The Washington Times
John B. Judis and Ruy Teixeira have written a book that is certain to galvanize and energize their fellow Democrats. In “The Emerging Democratic Majority,” they argue that the cycle of Republican electoral dominance first announced by Kevin Phillips in 1969 in “The Emerging Republican Majority” is at an end. If Democrats play the demographic and ideological hand they have been dealt with sufficient skill, the authors argue, the party should have little difficulty regaining and keeping the upper hand through the next long cycle of American politics.
The argument, in a nutshell, is that the “McGovern constituencies” of 1972 – consisting of women, professionals [as distinct from managers] and minorities – though sufficiently small that year to produce a Richard Nixon landslide against George McGovern, since then have grown in electoral consequence into the makings of a new national majority.
First of all, the nascent feminist movement circa 1972 has now worked its way through American society, with vast pro-Democratic consequences in terms of voting patterns, especially among working women. Professionals, meanwhile, have become more numerous in the post-industrial economy and less inclined to see their fortunes as linked to those of the pro-GOP entrepreneurial class. Finally, ethnic minorities in all categories [except Cuban Americans] have both grown more numerous and “converged on the Democratic Party.” The electoral landscape is increasingly dominated by the “ideopolises” of the post-industrial economy, territories where people’s priorities are very different from those of the conservative GOP.
Extensively surveying recent election results, the authors point to the consolidation of Democratic gains, ranging from the West Coast across the upper Midwest on to the Eastern Seaboard and down the Mid-Atlantic. And they point to a number of formerly solidly Republican states, such as North Carolina and Florida, that are becoming increasingly Democratic. Indeed, Messrs. Judis and Teixeira argue that in the coming decades, “Democrats could suffer from an embarrassment of political riches.”
The authors also review and find wanting a number of analyses proffered in behalf of continued GOP dominance. For example, while it is true that population is growing fastest in states that have been GOP strongholds, it is not necessarily the GOP population that is growing. Also, the theorized pro-GOP politics of the expanding “investor class” has yet to assert itself. And enthusiasm for the free market, the authors argue, has been waning in favor of what they call “regulatory capitalism.”
“The Emerging Democratic Majority” is actually two things in one: a substantive analysis and a call to arms. As for the former, there is enough here to shake the complacency of Republicans still harboring that sentiment [not that I think there are too many who do]. Republicans cannot stand pat. They need new constituencies.
Still, the analysis here suffers, in my view, from a common problem, namely, the tendency to read secular trends into sequential election results. If you take 1992, 1996 and 2000 as indicators of core Democratic strength, then you are apt to conclude that Democrats possess an “electoral lock” every bit as unpickable as the one the GOP was said to have based on 1980, 1984, and 1988. The real question, though, is whether something “out there” causes the electoral results – or whether the results don’t shape the sense of what is out there.

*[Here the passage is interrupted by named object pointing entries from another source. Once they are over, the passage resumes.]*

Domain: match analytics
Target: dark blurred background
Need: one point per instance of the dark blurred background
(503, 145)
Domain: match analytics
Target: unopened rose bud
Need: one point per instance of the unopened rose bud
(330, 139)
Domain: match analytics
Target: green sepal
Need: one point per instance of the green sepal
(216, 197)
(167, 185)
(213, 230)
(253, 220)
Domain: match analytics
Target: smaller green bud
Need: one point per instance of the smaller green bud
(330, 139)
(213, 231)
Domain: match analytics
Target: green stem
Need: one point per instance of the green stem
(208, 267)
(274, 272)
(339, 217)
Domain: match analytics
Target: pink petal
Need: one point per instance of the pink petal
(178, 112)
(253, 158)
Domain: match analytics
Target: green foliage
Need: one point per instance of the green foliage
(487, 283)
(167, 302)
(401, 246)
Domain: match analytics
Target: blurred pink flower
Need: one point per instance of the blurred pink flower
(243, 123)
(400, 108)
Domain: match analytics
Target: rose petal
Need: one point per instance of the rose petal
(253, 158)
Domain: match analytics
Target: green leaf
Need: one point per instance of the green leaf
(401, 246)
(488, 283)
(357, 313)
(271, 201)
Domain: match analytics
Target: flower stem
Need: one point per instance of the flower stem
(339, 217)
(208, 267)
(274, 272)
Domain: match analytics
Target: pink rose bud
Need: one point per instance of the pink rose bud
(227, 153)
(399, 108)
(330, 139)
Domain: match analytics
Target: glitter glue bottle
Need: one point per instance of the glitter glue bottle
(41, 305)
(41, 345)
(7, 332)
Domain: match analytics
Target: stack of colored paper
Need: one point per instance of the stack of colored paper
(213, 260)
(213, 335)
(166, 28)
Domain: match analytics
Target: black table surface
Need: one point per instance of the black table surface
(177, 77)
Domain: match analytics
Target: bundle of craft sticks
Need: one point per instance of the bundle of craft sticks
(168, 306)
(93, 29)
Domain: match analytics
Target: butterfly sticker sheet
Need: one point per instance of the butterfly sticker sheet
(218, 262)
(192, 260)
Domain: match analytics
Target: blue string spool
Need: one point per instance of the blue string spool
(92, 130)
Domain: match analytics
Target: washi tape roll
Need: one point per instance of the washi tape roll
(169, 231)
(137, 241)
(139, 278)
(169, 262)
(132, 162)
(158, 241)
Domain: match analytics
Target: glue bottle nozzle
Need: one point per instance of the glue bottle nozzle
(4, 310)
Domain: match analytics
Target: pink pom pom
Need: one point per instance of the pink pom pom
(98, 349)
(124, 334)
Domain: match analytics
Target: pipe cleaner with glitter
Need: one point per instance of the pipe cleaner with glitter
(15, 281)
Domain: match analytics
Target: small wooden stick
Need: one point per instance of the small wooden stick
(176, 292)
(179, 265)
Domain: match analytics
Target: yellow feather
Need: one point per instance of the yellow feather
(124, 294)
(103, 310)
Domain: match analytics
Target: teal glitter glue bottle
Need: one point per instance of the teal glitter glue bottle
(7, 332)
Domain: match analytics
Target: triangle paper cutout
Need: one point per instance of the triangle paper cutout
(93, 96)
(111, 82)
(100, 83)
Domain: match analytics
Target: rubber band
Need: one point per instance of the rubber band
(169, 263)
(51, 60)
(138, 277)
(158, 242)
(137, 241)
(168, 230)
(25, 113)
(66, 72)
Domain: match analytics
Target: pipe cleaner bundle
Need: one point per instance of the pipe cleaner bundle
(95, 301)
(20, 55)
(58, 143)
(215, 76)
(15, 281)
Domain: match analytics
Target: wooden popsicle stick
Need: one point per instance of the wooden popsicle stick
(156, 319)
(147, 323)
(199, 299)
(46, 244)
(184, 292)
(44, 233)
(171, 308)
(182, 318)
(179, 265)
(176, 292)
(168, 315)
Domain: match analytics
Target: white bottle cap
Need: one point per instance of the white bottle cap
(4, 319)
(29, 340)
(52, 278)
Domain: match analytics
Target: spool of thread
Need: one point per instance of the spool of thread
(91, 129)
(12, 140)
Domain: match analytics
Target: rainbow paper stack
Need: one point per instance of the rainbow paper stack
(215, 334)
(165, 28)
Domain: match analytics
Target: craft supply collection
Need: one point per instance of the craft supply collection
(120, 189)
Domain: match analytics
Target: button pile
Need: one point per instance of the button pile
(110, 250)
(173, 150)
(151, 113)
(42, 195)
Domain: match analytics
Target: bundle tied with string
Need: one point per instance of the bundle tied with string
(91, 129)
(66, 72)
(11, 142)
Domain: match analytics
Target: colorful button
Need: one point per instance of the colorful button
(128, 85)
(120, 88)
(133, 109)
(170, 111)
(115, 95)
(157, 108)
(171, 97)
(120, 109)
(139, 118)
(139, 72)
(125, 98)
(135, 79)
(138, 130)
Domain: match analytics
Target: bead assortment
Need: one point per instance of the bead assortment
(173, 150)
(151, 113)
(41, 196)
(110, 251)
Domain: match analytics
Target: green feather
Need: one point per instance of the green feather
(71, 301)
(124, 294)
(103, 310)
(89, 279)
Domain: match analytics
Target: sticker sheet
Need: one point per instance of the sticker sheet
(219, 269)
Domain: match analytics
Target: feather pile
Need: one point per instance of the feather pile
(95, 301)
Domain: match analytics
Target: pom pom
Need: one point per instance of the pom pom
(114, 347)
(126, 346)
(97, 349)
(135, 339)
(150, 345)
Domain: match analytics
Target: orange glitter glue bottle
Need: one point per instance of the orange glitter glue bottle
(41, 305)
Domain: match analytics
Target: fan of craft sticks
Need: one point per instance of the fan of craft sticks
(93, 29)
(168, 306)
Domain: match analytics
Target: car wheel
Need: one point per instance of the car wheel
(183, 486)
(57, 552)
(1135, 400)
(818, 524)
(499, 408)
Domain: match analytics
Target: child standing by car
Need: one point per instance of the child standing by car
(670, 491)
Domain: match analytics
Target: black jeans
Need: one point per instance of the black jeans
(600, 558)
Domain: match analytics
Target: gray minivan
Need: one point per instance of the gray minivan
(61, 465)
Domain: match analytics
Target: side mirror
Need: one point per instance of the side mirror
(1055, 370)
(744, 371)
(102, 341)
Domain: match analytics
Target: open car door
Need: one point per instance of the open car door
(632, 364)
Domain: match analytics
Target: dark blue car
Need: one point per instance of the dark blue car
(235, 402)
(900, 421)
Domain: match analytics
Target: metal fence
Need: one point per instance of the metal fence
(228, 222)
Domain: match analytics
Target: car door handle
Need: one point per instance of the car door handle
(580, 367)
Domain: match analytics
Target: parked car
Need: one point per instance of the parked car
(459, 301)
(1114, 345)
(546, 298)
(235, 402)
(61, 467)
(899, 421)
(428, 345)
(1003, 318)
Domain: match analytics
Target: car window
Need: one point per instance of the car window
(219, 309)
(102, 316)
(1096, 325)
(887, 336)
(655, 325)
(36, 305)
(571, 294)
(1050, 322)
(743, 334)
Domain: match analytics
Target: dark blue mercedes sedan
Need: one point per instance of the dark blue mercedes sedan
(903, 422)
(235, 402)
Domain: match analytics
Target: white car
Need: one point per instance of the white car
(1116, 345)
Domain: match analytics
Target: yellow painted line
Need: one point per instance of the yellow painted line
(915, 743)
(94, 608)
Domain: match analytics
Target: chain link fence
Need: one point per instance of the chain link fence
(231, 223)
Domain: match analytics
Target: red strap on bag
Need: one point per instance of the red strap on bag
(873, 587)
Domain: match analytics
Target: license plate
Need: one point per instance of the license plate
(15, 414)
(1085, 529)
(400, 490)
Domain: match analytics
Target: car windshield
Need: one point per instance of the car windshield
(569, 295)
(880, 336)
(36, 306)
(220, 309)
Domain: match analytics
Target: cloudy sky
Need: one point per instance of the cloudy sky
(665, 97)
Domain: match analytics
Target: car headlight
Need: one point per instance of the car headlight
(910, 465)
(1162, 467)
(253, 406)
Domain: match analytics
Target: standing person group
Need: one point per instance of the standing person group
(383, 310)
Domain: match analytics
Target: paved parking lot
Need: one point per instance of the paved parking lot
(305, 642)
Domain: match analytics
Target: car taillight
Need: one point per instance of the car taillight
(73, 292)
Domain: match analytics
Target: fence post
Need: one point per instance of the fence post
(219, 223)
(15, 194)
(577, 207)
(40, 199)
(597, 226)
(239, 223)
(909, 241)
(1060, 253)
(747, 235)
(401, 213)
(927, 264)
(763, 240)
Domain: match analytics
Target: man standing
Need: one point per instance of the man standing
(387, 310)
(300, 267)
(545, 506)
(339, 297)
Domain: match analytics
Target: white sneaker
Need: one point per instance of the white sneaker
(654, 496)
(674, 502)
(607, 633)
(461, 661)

When Ronald Reagan wins, GOP positions necessarily look popular; when Bill Clinton wins, Democratic positions necessarily do. But neither, I submit, tells you all that much about the next election. An election is not a referendum on positions, but a contest in which positions are embodied in particular candidates, with real-world strengths and weaknesses. Moreover, parties and candidates try to neutralize their weaknesses on positions. This, after all, is where both “New Democrats” and “compassionate conservatives” came from.
The claim Messrs. Judis and Teixeira make to an “embarrassment of political riches” out there waiting for Democrats to tap turns out to mean this: If Democrats frame their issues properly with likeable candidates while Republicans put forward poor candidates with little to say, Democrats will win big. This is true, but its predictive power is limited.
“The Emerging Democratic Majority” is at its most effective, though, as a call to arms. If I were a young Democrat, I think this book would hit me like a shot of adrenaline. [I say this as someone who was once a young Republican and experienced such political shots from time to time.] Its message is this: The world’s your oyster.
There is, in the Judis-Teixeira telling, absolutely nothing standing in the way of the Democratic Party’s long-term dominance of the American political scene. This is a tantalizing, indeed transfiguring, idea. It will drive a certain kind of political animal near-mad with desire, the urgent need to make this idea into something real.
The Democratic Party is in a period of pre-“revolutionary” foment. Soon, its establishment is going to face a challenge for supremacy from a new activist wing. “The Emerging Democratic Majority” provides the activists their theoretical underpinning. It says simply: There is no excuse for not winning.